Sept 27 (Reuters) – Wall Street sank deeper into a bear market on Tuesday, with the S&P 500 recording its lowest close in almost two-years as Federal Reserve policymakers showed an appetite for more interest rate hikes, even at the risk of throwing the economy into a downturn.
The benchmark S&P 500 is down about 24% from its record high close on Jan. 3. Last week, the Fed signaled that high rates could last through 2023, and the index erased the last of its gains from a summer rally and recorded its lowest close since November 2020.
The S&P 500 has declined for six straight sessions, its longest losing streak since February 2020.
Speaking on Tuesday, St. Louis Fed President James Bullard made a case for more rate hikes, while Chicago Fed President Charles Evans said the central bank will need to raise rates by at least another percentage point this year.

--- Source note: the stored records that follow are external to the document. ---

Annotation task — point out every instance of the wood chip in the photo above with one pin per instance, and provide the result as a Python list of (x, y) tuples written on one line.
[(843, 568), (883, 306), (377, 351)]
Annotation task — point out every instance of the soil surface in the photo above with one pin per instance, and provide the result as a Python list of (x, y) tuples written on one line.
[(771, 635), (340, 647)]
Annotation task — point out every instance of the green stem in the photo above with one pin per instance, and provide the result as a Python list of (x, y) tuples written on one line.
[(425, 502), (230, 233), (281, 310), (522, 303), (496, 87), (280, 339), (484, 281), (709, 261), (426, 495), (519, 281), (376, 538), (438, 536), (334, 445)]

“It’s disappointing, but it’s not a surprise,” said Robert Pavlik, senior portfolio manager at Dakota Wealth in Fairfield, Connecticut. “People are concerned about the Federal Reserve, the direction of interest rates, the health of the economy.”

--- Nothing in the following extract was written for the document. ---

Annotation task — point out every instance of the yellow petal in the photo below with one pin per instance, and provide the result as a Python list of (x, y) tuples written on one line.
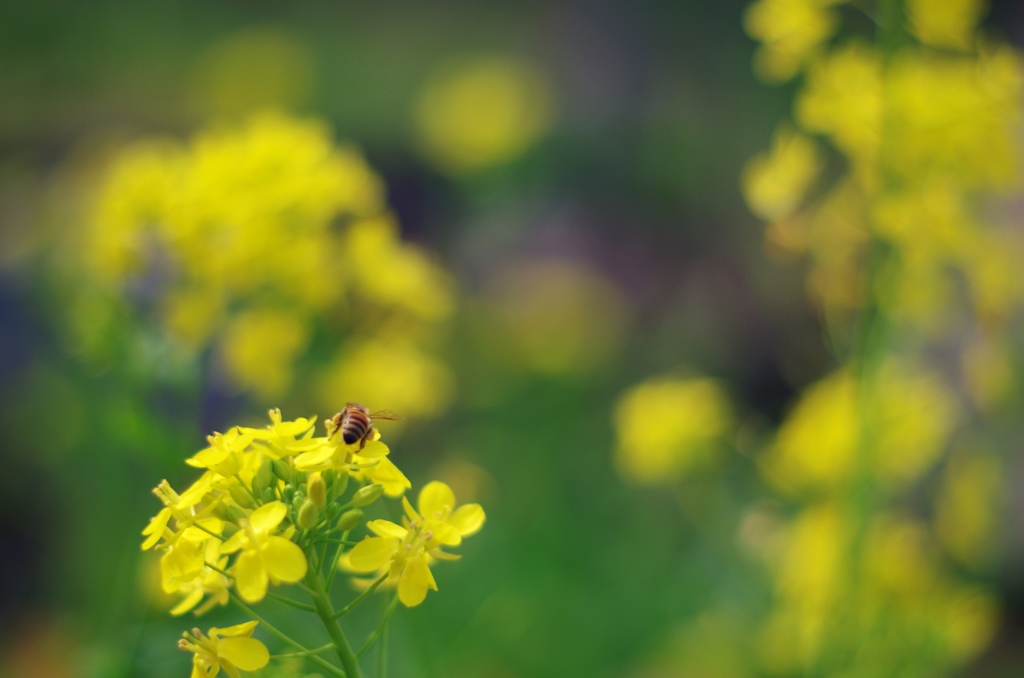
[(209, 457), (372, 554), (156, 528), (233, 543), (314, 459), (435, 498), (375, 450), (285, 561), (468, 519), (410, 511), (187, 602), (251, 577), (245, 629), (415, 582), (387, 528), (246, 653), (267, 516), (443, 534), (199, 671)]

Analysts at Wells Fargo now see the US central bank taking its target range for the Fed funds rate to between 4.75% and 5.00% by the first quarter of 2023.
Seven of 11 S&P 500 sector indexes fell, with utilities and consumer staples each down about 1.7% and leading declines.
The energy sector index rallied 1.2% after Sweden launched a probe into possible sabotage after major leaks in two Russian pipelines that spewed gas into the Baltic Sea.
Tesla (TSLA) gained 2.5% and Nvidia (NVDA) added 1.5%, with both companies helping keep Nasdaq in positive territory.
Traders exchanged over USD 17 billion worth of Tesla shares, more than any other stock.
The benchmark US 10-year Treasury yield touched its highest level in more than 12 years amid the hawkish comments from Fed officials.
The Dow Jones Industrial Average fell 0.43% to end at 29,134.99 points, while the S&P 500 lost 0.21% to 3,647.29.
The Nasdaq Composite climbed 0.25% to 10,829.50.
Concerns about corporate profits taking a hit from soaring prices and a weaker economy have also roiled Wall Street in the past two weeks.
Analysts have cut their S&P 500 earnings expectations for the third and fourth quarters, as well as for the full year. For the third quarter, analysts now see S&P 500 earnings per share rising 4.6% year-over-year, compared with 11.1% growth expected at the start of July.
Volume on US exchanges was 11.7 billion shares, compared with an 11.3 billion average for the full session over the last 20 trading days.
Declining issues outnumbered advancing ones on the NYSE by a 1.25-to-1 ratio; on Nasdaq, a 1.03-to-1 ratio favored advancers.
The S&P 500 posted no new 52-week highs and 146 new lows; the Nasdaq Composite recorded 28 new highs and 502 new lows.